Soviet Avantgarde
Soviet Avantgarde
Soviet Avantgarde
The loss that technology caused to the world would be compensated...by the single
total project of reorganizing the entire universe, in which God would be replaced by
the artist-analyst. The goal of this total operation was to halt all further development,
labor, and creation forever. Arising out of all this is a new "white humanity." (Groys,
16)
Quite in line with their ideas, avant garde artists were politically very active, much
involved in agit-prop projects. They can be said to have taken important part in the
'aesthetization of politics' as demonstrated by Güleç and Savaşır. Rodchenko's Design for a
Kiosk "Future - our Only Goal" (Güleç and Savaşır, 307) is an example to cite. Not only
posters, costumes, stage designs etc. which their nineteenth century predecessors already
realized, but they also designed radio stations, loudspeakers, educational huts, among other
facilities and objects that participated in and shaped daily lives of the envisioned society.
The Stalin era satisfied the fundamental avant-garde demand that art cease
representing life and begin transforming it by means of a total aesthetico-political
project. Thus if Stalin is viewed as the artist-tyrant who succeeded the philosopher-
tyrant typical of the age of the contemplative, mimetic thought, Stalinist poetics is the
immediate heir to constructivist poetics. (Groys, 36)
Boris Groys points to some differences, the first of which is the attitude towards
classical heritage. Avant-gardists were criticised about being "liquidationists". The Soviet
realism can be said to have saved the classical heritage from a possible destruction by radical
avant gardists. The second difference is that socialist realism chose to shape the reality by
means of utilising realistic language, rather than breaking completely apart from it. And the
third distinction is that socialist realism coincided and interacted with the new romantism and
a realization of the place of the individual as an agent.
Ideological concerns aside, filmmakers of this era concerned themselves with the
aesthetical question of how to deal with the advent of sound in movies. The silent
aesthetic had taken such root that imagining 'talking' pictures would irritate an
important number of directors. The notion behind this sentiment was that the advent
of sound could be detrimental to the clear distinction they had been endeavouring to
set between theatre and cinema. (Taylor, 195-6)
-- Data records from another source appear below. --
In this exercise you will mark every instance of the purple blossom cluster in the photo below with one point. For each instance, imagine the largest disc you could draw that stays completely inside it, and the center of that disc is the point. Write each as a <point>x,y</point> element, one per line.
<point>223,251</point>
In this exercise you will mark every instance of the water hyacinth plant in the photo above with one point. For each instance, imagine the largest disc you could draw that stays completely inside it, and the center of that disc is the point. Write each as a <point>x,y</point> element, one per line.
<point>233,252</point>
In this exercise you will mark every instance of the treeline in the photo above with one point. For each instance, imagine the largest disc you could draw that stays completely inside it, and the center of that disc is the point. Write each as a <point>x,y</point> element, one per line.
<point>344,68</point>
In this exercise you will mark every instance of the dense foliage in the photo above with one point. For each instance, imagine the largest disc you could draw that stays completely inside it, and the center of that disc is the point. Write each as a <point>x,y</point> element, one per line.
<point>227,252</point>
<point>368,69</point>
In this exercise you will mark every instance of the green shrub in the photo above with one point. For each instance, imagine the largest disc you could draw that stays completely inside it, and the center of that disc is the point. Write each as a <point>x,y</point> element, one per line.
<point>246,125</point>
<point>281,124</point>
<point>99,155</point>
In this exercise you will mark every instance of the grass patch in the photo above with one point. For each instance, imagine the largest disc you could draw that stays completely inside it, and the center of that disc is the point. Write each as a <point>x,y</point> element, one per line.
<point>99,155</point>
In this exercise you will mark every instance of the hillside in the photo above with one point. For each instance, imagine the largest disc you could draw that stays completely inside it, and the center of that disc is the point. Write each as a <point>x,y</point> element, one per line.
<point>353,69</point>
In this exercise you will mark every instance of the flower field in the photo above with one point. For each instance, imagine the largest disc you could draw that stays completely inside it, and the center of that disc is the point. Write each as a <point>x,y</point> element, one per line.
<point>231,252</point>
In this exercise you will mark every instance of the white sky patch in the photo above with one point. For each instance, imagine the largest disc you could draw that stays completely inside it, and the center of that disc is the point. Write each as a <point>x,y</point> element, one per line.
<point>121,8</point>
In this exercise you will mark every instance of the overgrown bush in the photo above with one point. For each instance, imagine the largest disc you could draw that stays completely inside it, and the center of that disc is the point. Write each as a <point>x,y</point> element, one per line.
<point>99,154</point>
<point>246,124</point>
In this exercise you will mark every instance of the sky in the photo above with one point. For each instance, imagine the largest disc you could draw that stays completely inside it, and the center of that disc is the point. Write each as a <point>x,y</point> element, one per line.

The transition to sound in Soviet cinema coincided with the increasing political
isolationism of Stalinist Russia and the revamping of film industry along the lines of
domestic film production, without using revenues from Western imports. In Circus,
Aleksandrov perpetuated Stalinist ideological codes by means of the backstage
musical's self-reflective conventions. (Prokhorov, 4)
St. Jorgen's Day (1930) is a comedy directed by Yakov Protazanov taking place
during the preparations for the St Jorgen's Day. It satirizes the ecclesiastical circles as greedy,
earthly people; making money off of people's ignorance. Meanwhile, Michael Korkis, a
criminal who has recently fleed from prison, decides to take this opportunity to acquire at
least some of the profit made by the clergy. On the day of the St. Jorgen, he dresses up as the
long-gone saint and appears before the people just at the moment when the priest calls for the
saint's apparition. One important motif that we encounter throughout the movie is the popular
obsession with "miracles" and how this is exploited by the clergy; i.e. how the clergy sells so-
called "miracles" in turn for money. In the movie they shoot about St. Jorgen's, for example,
the actor playing St. Jorgen is shown to walk on water, as a miracle. But then, quite
unexpectedly, tourists on canoes intrude the scene, and the camera exposes the sandy ground
just beneath the water on which St. Jorgen actually walks. These kinds of scenes deliver a
clear message under the palatable form of comedy, the message that the belief in "miracles"
is irrational and furthermore, that the people should be freed from the exploitation of clergy
and cling to the light of communism. Similarly to Circus, this movie, especially in the first
quarter, is self-reflective in that it takes the filming process as subject material, too.